The first blog post for my resurrected online journal, Entasis. Kiss those once cold lips and tell me what you think.
There were times when I didn’t think my literary journal, Entasis, was going to come out again. Editors quitting, romantic disputes, all the dramas that come with collaboration. Yet after a lot of work, and some luck, it finally happened and it’s beautiful. I’m biased, of course; I’m also not the designer, so I can’t take credit for the way it turned out. Below is my editorial note as a teaser. Please take a look.
The monster lives.
After a stint in the morgue and various reconstructive surgeries that include the transplantation of complete body parts and organ systems, Entasis is back. To satisfy an (mostly) American audience used to unrestricted calorie counts, we’ve supersized her, with more words and arts than at any time in her multiple past lives. Many years ago as I bellied up to the smooth rail at the deeply mourned Expansion Bar in pre-war, pre-Google, pre-ruined San Francisco, I watched a fat man down a double shot and declare, ‘I feel so good, I should be two people!’ Here then, are many souls compressed into one web body where the possibility of expansion is infinite, the perfect American frontier. Our issue theme, #nofilter, has led us to work that explores singularity and we have no problem rolling up our sleeves for a bar brawl; anything to defend the individual talent expressing itself with little compromise to the mooing of the herd: Cynthia Mitchell’s chill story and poems, Lisa Douglas’ LA chronicles, the volcanic artworks of Zoo Lion and Dawn Frasch. Heady stuff, with a groin kick or two thrown in, because the agony is the ecstasy. Thank you for sticking around. They also serve who only stand and wait.
Alongside decayed roués with dubious means of subsistence and of dubious origin, alongside ruined and adventurous offshoots of the bourgeoisie, were vagabonds, discharged soldiers, discharged jailbirds, escaped galley slaves, swindlers, mountebanks, lazzaroni, pickpockets, tricksters, gamblers, maquereaux, brothel keepers, porters, literati, organ grinders, ragpickers, knife grinders, tinkers, beggars — in short, the whole indefinite, disintegrated mass, thrown hither and thither, which the French call la bohème. – Karl Marx, ‘The Eighteenth Brumaire of Louis Bonaparte’

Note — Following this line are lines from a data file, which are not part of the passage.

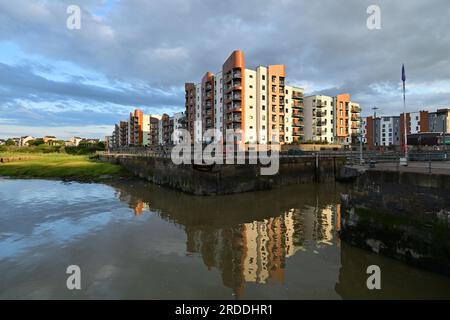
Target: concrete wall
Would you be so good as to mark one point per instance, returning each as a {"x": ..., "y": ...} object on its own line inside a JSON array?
[
  {"x": 226, "y": 179},
  {"x": 401, "y": 215}
]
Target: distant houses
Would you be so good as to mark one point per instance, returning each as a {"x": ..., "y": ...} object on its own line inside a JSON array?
[
  {"x": 25, "y": 140},
  {"x": 74, "y": 142}
]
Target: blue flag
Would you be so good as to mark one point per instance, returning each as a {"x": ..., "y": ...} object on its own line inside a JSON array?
[{"x": 403, "y": 73}]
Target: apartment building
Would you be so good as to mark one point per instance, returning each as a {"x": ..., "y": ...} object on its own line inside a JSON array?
[
  {"x": 253, "y": 103},
  {"x": 332, "y": 119},
  {"x": 416, "y": 122},
  {"x": 382, "y": 131},
  {"x": 294, "y": 115},
  {"x": 135, "y": 125},
  {"x": 439, "y": 121},
  {"x": 179, "y": 120},
  {"x": 319, "y": 119}
]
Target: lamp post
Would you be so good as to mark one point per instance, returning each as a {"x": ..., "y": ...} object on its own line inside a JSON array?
[
  {"x": 374, "y": 122},
  {"x": 361, "y": 160},
  {"x": 404, "y": 117}
]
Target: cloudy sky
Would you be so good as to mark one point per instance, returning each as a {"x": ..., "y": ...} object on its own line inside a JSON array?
[{"x": 139, "y": 53}]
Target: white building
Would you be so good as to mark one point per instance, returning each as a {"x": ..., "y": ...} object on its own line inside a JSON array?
[
  {"x": 24, "y": 141},
  {"x": 319, "y": 118},
  {"x": 178, "y": 124}
]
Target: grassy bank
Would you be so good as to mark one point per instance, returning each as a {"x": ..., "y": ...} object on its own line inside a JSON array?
[{"x": 58, "y": 165}]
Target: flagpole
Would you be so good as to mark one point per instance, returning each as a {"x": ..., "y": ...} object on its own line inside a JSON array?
[{"x": 404, "y": 114}]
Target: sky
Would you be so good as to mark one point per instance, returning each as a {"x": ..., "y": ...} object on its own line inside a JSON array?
[{"x": 139, "y": 53}]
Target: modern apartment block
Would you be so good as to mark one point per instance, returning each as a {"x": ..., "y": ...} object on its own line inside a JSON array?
[
  {"x": 332, "y": 119},
  {"x": 135, "y": 125},
  {"x": 439, "y": 121},
  {"x": 256, "y": 103},
  {"x": 294, "y": 117},
  {"x": 382, "y": 131},
  {"x": 416, "y": 122},
  {"x": 319, "y": 119},
  {"x": 148, "y": 130},
  {"x": 178, "y": 125}
]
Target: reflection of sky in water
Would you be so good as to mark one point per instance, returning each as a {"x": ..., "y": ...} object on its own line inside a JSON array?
[{"x": 42, "y": 216}]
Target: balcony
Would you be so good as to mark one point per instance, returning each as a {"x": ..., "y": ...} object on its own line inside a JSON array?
[
  {"x": 297, "y": 95},
  {"x": 356, "y": 109},
  {"x": 296, "y": 113},
  {"x": 297, "y": 104}
]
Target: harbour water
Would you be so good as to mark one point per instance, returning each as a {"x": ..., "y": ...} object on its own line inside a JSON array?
[{"x": 132, "y": 239}]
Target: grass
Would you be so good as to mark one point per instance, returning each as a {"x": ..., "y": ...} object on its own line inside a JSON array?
[{"x": 57, "y": 165}]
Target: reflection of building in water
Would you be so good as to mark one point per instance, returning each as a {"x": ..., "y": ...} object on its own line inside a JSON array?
[
  {"x": 135, "y": 203},
  {"x": 257, "y": 251},
  {"x": 140, "y": 207}
]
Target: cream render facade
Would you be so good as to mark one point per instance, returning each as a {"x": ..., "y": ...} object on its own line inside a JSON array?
[
  {"x": 332, "y": 119},
  {"x": 257, "y": 103}
]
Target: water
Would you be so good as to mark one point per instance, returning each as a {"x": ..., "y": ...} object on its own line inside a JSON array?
[{"x": 132, "y": 239}]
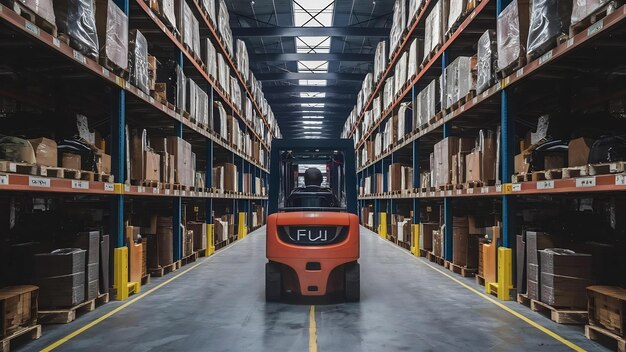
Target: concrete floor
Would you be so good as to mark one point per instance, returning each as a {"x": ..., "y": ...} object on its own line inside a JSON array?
[{"x": 219, "y": 306}]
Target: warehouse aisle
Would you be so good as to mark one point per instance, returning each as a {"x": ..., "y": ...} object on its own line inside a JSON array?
[{"x": 219, "y": 306}]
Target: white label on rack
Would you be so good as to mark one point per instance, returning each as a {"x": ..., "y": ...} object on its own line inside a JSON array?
[
  {"x": 545, "y": 57},
  {"x": 79, "y": 57},
  {"x": 38, "y": 182},
  {"x": 594, "y": 28},
  {"x": 79, "y": 184},
  {"x": 31, "y": 27},
  {"x": 548, "y": 184},
  {"x": 586, "y": 182}
]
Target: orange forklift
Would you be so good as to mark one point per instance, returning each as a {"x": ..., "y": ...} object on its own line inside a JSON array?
[{"x": 312, "y": 224}]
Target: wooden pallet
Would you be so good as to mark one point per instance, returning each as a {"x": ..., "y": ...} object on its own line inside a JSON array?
[
  {"x": 161, "y": 271},
  {"x": 607, "y": 168},
  {"x": 594, "y": 17},
  {"x": 596, "y": 333},
  {"x": 32, "y": 332},
  {"x": 66, "y": 315},
  {"x": 560, "y": 315},
  {"x": 462, "y": 270},
  {"x": 33, "y": 17}
]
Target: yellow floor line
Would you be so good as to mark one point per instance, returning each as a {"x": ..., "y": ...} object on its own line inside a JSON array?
[
  {"x": 88, "y": 326},
  {"x": 529, "y": 321},
  {"x": 312, "y": 331}
]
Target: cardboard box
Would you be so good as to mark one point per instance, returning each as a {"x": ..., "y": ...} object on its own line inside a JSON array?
[
  {"x": 578, "y": 151},
  {"x": 607, "y": 308},
  {"x": 18, "y": 308},
  {"x": 45, "y": 151},
  {"x": 71, "y": 161}
]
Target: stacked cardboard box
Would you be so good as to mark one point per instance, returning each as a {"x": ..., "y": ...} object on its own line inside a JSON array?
[{"x": 60, "y": 276}]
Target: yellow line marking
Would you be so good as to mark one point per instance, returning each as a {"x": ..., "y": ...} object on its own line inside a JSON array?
[
  {"x": 88, "y": 326},
  {"x": 312, "y": 331},
  {"x": 529, "y": 321}
]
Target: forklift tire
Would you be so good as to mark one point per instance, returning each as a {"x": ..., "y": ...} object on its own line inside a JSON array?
[
  {"x": 352, "y": 282},
  {"x": 273, "y": 282}
]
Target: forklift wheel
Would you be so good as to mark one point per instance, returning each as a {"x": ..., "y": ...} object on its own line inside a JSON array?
[
  {"x": 273, "y": 282},
  {"x": 352, "y": 282}
]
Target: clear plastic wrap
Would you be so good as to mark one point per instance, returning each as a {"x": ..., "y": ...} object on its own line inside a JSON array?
[
  {"x": 583, "y": 8},
  {"x": 138, "y": 60},
  {"x": 457, "y": 7},
  {"x": 42, "y": 8},
  {"x": 549, "y": 19},
  {"x": 487, "y": 50},
  {"x": 400, "y": 75},
  {"x": 112, "y": 25},
  {"x": 512, "y": 29},
  {"x": 77, "y": 19}
]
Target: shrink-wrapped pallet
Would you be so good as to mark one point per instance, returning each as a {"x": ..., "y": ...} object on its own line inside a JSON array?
[
  {"x": 512, "y": 36},
  {"x": 486, "y": 61},
  {"x": 400, "y": 75},
  {"x": 43, "y": 9},
  {"x": 138, "y": 60},
  {"x": 112, "y": 27},
  {"x": 549, "y": 19},
  {"x": 76, "y": 19}
]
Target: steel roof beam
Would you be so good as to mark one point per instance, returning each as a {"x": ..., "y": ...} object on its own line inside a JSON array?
[{"x": 249, "y": 32}]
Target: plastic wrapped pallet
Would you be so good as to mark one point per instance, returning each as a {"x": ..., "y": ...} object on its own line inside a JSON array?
[
  {"x": 583, "y": 8},
  {"x": 512, "y": 29},
  {"x": 43, "y": 9},
  {"x": 112, "y": 27},
  {"x": 210, "y": 58},
  {"x": 486, "y": 61},
  {"x": 209, "y": 6},
  {"x": 400, "y": 75},
  {"x": 380, "y": 60},
  {"x": 457, "y": 8},
  {"x": 138, "y": 60},
  {"x": 549, "y": 19},
  {"x": 76, "y": 18}
]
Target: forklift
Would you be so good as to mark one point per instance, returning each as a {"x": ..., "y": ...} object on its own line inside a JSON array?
[{"x": 312, "y": 225}]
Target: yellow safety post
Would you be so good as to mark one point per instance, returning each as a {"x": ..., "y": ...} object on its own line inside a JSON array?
[
  {"x": 382, "y": 226},
  {"x": 243, "y": 229},
  {"x": 415, "y": 240},
  {"x": 210, "y": 246},
  {"x": 505, "y": 273},
  {"x": 120, "y": 274}
]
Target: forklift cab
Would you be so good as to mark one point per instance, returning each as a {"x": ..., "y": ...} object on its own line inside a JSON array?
[{"x": 313, "y": 227}]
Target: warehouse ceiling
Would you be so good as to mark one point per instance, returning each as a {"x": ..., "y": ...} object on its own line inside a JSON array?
[{"x": 311, "y": 56}]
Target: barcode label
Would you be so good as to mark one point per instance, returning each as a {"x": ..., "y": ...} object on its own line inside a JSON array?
[
  {"x": 38, "y": 182},
  {"x": 586, "y": 182},
  {"x": 79, "y": 57},
  {"x": 545, "y": 185},
  {"x": 31, "y": 27},
  {"x": 78, "y": 184}
]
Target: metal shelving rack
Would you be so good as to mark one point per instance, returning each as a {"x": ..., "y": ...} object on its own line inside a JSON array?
[
  {"x": 124, "y": 98},
  {"x": 495, "y": 106}
]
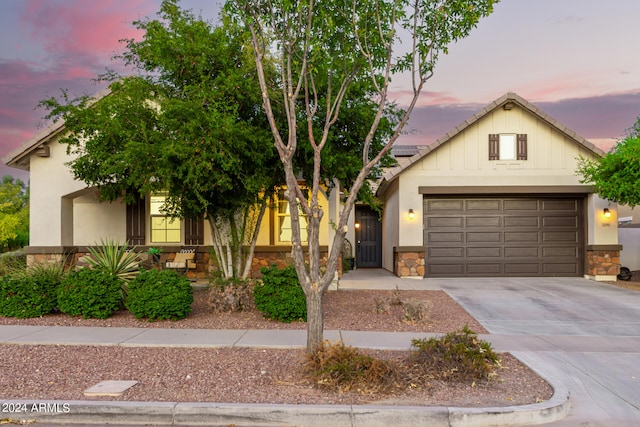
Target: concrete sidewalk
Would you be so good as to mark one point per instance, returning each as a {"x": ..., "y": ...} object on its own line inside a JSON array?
[
  {"x": 564, "y": 329},
  {"x": 179, "y": 413}
]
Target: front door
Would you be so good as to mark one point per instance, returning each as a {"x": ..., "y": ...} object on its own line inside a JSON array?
[{"x": 368, "y": 238}]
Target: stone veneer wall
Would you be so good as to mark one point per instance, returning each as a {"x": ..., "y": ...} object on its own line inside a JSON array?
[
  {"x": 408, "y": 261},
  {"x": 281, "y": 257},
  {"x": 603, "y": 261}
]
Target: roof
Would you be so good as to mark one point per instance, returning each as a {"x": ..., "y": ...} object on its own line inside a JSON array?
[
  {"x": 19, "y": 158},
  {"x": 424, "y": 150},
  {"x": 404, "y": 150}
]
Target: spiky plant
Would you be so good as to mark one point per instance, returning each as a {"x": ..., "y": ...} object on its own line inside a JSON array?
[{"x": 114, "y": 258}]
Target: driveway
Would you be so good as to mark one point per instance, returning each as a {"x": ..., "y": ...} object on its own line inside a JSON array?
[{"x": 583, "y": 333}]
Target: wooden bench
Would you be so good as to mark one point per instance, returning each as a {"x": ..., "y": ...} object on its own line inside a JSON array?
[{"x": 184, "y": 260}]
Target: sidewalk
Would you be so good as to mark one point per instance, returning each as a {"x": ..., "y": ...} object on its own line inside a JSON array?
[
  {"x": 175, "y": 413},
  {"x": 180, "y": 413}
]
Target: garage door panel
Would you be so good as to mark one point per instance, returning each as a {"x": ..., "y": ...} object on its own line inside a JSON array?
[
  {"x": 444, "y": 222},
  {"x": 522, "y": 252},
  {"x": 560, "y": 268},
  {"x": 560, "y": 205},
  {"x": 484, "y": 222},
  {"x": 510, "y": 236},
  {"x": 446, "y": 270},
  {"x": 483, "y": 237},
  {"x": 484, "y": 269},
  {"x": 558, "y": 236},
  {"x": 560, "y": 251},
  {"x": 439, "y": 205},
  {"x": 521, "y": 205},
  {"x": 514, "y": 236},
  {"x": 519, "y": 269},
  {"x": 521, "y": 221},
  {"x": 560, "y": 221},
  {"x": 445, "y": 252},
  {"x": 483, "y": 205},
  {"x": 445, "y": 237},
  {"x": 492, "y": 252}
]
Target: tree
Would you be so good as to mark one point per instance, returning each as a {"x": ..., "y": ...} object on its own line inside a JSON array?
[
  {"x": 14, "y": 213},
  {"x": 616, "y": 176},
  {"x": 187, "y": 124},
  {"x": 321, "y": 51}
]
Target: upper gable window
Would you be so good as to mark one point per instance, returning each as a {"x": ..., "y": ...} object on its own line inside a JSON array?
[{"x": 508, "y": 146}]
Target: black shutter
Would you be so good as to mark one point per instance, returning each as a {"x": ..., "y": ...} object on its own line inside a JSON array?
[
  {"x": 521, "y": 143},
  {"x": 136, "y": 224},
  {"x": 494, "y": 146},
  {"x": 194, "y": 231}
]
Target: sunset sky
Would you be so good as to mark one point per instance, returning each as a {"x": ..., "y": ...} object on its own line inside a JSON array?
[{"x": 575, "y": 59}]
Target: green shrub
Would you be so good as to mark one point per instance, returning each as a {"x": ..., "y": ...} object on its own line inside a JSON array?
[
  {"x": 159, "y": 295},
  {"x": 90, "y": 293},
  {"x": 280, "y": 296},
  {"x": 230, "y": 295},
  {"x": 457, "y": 355},
  {"x": 341, "y": 368},
  {"x": 27, "y": 296}
]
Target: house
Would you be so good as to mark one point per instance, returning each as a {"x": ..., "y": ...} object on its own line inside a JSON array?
[
  {"x": 496, "y": 196},
  {"x": 629, "y": 236},
  {"x": 67, "y": 216}
]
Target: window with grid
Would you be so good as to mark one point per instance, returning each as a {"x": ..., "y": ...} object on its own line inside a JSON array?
[
  {"x": 164, "y": 228},
  {"x": 508, "y": 146},
  {"x": 283, "y": 220}
]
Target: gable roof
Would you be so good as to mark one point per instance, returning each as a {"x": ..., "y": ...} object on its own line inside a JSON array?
[
  {"x": 19, "y": 157},
  {"x": 505, "y": 99}
]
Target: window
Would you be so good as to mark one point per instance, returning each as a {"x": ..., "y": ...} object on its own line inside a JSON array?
[
  {"x": 164, "y": 229},
  {"x": 283, "y": 220},
  {"x": 508, "y": 146}
]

This was the world where the struggling young artist found him (or her) self in 1850s Paris. A version of this underworld survived in New York City through the 1990s. No more. The New York City where young artists lived in slums and mixed with the working (and not working) poor has vanished. This transformation of the milieu where artists make their work changes the kind of work they make. A show like Girls demonstrates how isolated these striving artists have become from anyone who isn’t like them. They’re just weird wing of the professional classes.